Search code examples
pythonpython-3.xtensorflowtensorflow2.0tensorflow-datasets

Loading binary data with FixedLengthRecordDataset in TensorFlow


I'm trying to figure out how to load binary data file using FixedLengthRecordDataset:

import tensorflow as tf
import struct
import numpy as np

RAW_N = 2 + 20*20 + 1

def convert_binary_to_float_array(register):
    return struct.unpack('f'*RAW_N, register.numpy())

raw_dataset = tf.data.FixedLengthRecordDataset(filenames=['mydata.bin'],record_bytes=RAW_N*4)
float_ds = raw_dataset.map(map_func=convert_binary_to_float_array)

This code throws:

AttributeError: in user code:

tf-load-data.py:14 convert_binary_to_float_array  *
    return struct.unpack('f'*RAW_N, register.numpy())

AttributeError: 'Tensor' object has no attribute 'numpy'

numpy() is available if I try to iterate over the dataset:

raw_dataset = tf.data.FixedLengthRecordDataset(filenames=['mydata.bin'],record_bytes=RAW_N*4)

for register in raw_dataset:
    print(struct.unpack('f'*RAW_N, register.numpy()))

By reading the Tensor type description, I realized that numpy() is available only during eager execution. Thus, I can deduce that during the map() call the elements are not provided as EagerTensor.

How to load this data into a dataset?

I'm using TensorFlow 2.4.1


Solution

  • I would suggest working with tf.io.decode_raw.
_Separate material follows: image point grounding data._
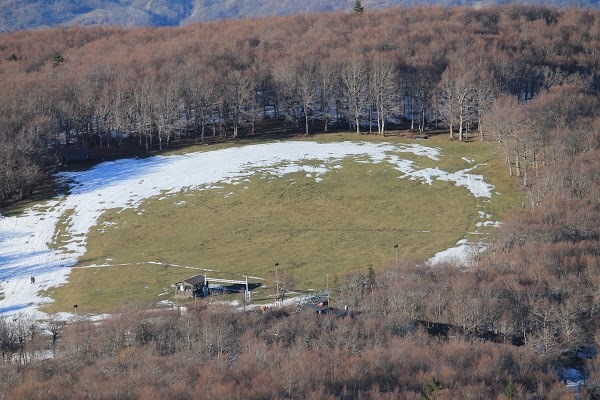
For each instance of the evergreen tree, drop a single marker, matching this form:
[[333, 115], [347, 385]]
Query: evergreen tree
[[358, 7]]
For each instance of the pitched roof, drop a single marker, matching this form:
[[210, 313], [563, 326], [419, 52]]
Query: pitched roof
[[195, 280]]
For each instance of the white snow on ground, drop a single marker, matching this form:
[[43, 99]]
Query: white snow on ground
[[122, 184]]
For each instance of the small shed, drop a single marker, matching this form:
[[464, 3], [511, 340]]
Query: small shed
[[191, 287]]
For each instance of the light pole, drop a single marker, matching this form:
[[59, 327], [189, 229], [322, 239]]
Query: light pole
[[277, 281], [328, 289]]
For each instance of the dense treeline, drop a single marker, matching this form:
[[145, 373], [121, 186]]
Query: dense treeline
[[70, 90], [216, 354]]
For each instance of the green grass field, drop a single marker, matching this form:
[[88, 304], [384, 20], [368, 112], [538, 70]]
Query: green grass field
[[347, 222]]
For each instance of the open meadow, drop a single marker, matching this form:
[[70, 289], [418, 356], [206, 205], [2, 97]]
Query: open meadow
[[331, 204]]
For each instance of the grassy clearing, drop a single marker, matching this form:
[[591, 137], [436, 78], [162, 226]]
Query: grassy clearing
[[345, 223]]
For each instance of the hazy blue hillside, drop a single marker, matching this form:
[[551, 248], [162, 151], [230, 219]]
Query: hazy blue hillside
[[32, 14]]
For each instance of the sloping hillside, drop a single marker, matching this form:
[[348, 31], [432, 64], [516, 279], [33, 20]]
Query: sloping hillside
[[32, 14]]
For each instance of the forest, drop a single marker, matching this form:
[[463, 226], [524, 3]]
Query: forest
[[525, 77]]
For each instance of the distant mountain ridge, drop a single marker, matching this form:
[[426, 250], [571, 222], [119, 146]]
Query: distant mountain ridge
[[34, 14]]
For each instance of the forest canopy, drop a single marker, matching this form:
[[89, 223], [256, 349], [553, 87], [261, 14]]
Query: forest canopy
[[68, 91]]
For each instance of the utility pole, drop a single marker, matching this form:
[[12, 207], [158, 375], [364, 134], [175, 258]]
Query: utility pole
[[277, 282], [328, 289]]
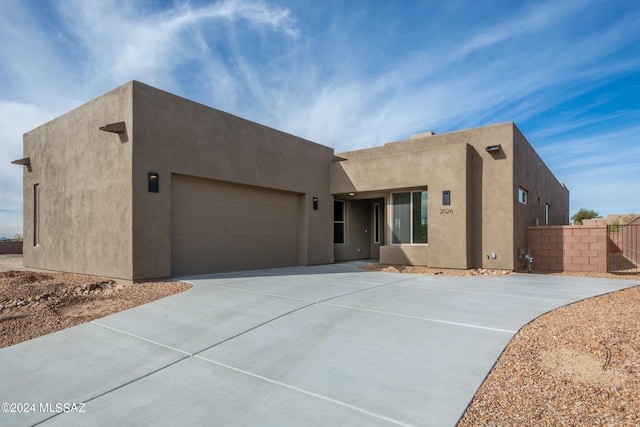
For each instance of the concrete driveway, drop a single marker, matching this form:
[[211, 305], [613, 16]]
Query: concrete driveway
[[325, 345]]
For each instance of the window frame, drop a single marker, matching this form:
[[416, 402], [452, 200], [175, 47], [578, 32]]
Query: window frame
[[36, 214], [547, 213], [523, 195], [377, 210], [341, 222], [411, 222]]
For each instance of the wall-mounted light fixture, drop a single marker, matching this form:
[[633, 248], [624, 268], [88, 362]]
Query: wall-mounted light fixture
[[118, 127], [154, 184], [446, 197], [24, 162]]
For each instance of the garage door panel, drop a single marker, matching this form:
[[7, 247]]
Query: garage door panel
[[229, 209], [208, 244], [225, 228], [219, 226]]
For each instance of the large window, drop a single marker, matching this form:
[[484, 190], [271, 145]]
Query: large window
[[410, 218], [36, 215], [338, 222]]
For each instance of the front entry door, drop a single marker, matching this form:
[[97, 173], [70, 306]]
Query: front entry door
[[377, 227]]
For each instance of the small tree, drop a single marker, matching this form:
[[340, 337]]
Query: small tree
[[583, 214]]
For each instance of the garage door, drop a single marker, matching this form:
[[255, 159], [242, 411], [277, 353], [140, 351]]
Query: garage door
[[219, 226]]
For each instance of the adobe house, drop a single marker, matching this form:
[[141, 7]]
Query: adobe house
[[140, 184]]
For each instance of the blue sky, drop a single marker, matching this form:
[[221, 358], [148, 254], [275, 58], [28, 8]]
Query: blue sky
[[347, 74]]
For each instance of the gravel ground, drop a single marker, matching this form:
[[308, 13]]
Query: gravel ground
[[577, 365], [35, 304]]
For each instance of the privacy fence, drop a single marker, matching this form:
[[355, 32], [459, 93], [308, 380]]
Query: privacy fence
[[598, 248]]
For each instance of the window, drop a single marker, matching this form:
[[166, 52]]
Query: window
[[523, 195], [338, 222], [410, 218], [547, 209], [376, 223], [36, 215]]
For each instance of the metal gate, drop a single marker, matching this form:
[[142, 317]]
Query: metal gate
[[623, 248]]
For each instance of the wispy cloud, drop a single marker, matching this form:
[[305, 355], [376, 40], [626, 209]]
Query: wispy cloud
[[345, 75]]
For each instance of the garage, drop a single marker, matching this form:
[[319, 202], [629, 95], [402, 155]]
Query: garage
[[219, 226]]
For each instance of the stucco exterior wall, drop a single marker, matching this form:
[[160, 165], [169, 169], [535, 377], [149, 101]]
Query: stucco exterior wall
[[175, 135], [413, 166], [531, 173], [479, 221], [84, 178]]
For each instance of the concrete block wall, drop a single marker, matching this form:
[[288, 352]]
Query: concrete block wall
[[568, 248]]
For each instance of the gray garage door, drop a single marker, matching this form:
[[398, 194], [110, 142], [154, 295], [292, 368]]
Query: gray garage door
[[219, 226]]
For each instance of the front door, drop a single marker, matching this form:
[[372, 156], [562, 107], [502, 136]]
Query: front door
[[377, 227]]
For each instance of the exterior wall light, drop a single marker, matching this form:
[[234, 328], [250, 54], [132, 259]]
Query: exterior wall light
[[446, 198], [118, 127], [24, 162], [154, 184]]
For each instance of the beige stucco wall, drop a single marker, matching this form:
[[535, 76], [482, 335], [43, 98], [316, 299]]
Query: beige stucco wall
[[84, 176], [481, 188], [175, 135], [531, 173], [409, 166], [487, 218], [97, 215]]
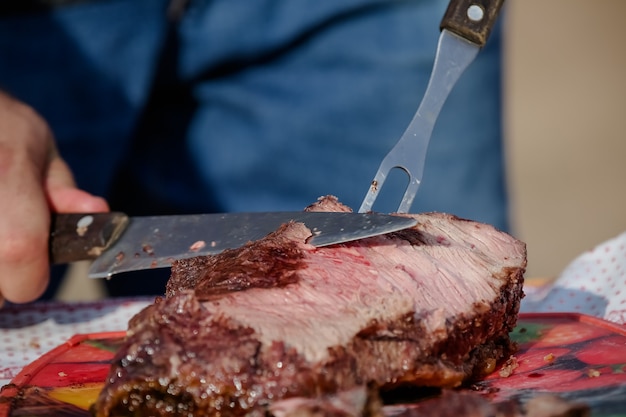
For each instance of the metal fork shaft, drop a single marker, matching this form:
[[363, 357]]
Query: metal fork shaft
[[453, 56]]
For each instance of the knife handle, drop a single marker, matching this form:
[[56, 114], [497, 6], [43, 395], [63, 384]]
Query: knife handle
[[83, 236], [471, 19]]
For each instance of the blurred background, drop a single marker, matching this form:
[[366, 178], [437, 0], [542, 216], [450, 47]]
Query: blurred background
[[565, 119], [565, 66]]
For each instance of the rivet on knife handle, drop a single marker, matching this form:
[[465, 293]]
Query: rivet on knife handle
[[471, 19], [82, 236]]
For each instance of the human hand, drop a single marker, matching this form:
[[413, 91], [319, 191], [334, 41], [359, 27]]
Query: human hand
[[34, 180]]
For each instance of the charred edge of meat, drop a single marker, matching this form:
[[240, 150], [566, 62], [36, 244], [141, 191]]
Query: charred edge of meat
[[270, 262], [467, 350]]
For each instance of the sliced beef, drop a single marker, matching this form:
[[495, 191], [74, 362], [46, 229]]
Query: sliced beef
[[280, 319]]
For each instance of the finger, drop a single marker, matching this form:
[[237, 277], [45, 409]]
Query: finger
[[62, 194], [24, 220]]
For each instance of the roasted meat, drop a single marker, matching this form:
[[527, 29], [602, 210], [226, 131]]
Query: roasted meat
[[280, 319]]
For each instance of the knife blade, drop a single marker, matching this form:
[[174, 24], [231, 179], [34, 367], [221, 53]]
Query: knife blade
[[465, 27], [119, 243]]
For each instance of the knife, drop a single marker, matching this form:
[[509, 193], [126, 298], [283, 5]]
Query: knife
[[465, 27], [119, 243]]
I unfortunately do not know what mydata.bin looks like so I created some dummy data:

    import random
    import struct
    import tensorflow as tf
    import numpy as np
    
    RAW_N = 2 + 20*20 + 1
    
    bytess = random.sample(range(1, 5000), RAW_N*4)
    with open('mydata.bin', 'wb') as f:
      f.write(struct.pack('1612i', *bytess))
    
    def convert_binary_to_float_array(register):
        return tf.io.decode_raw(register, out_type=tf.float32)
    
    raw_dataset = tf.data.FixedLengthRecordDataset(filenames=['/content/mydata.bin'], record_bytes=RAW_N*4)
    raw_dataset = raw_dataset.map(convert_binary_to_float_array)
    
    for register in raw_dataset:
      print(register)
    

    You could also try first decoding your data into integers with tf.io.decode_raw and then casting to float with tf.cast, but I am not sure if it will make a difference.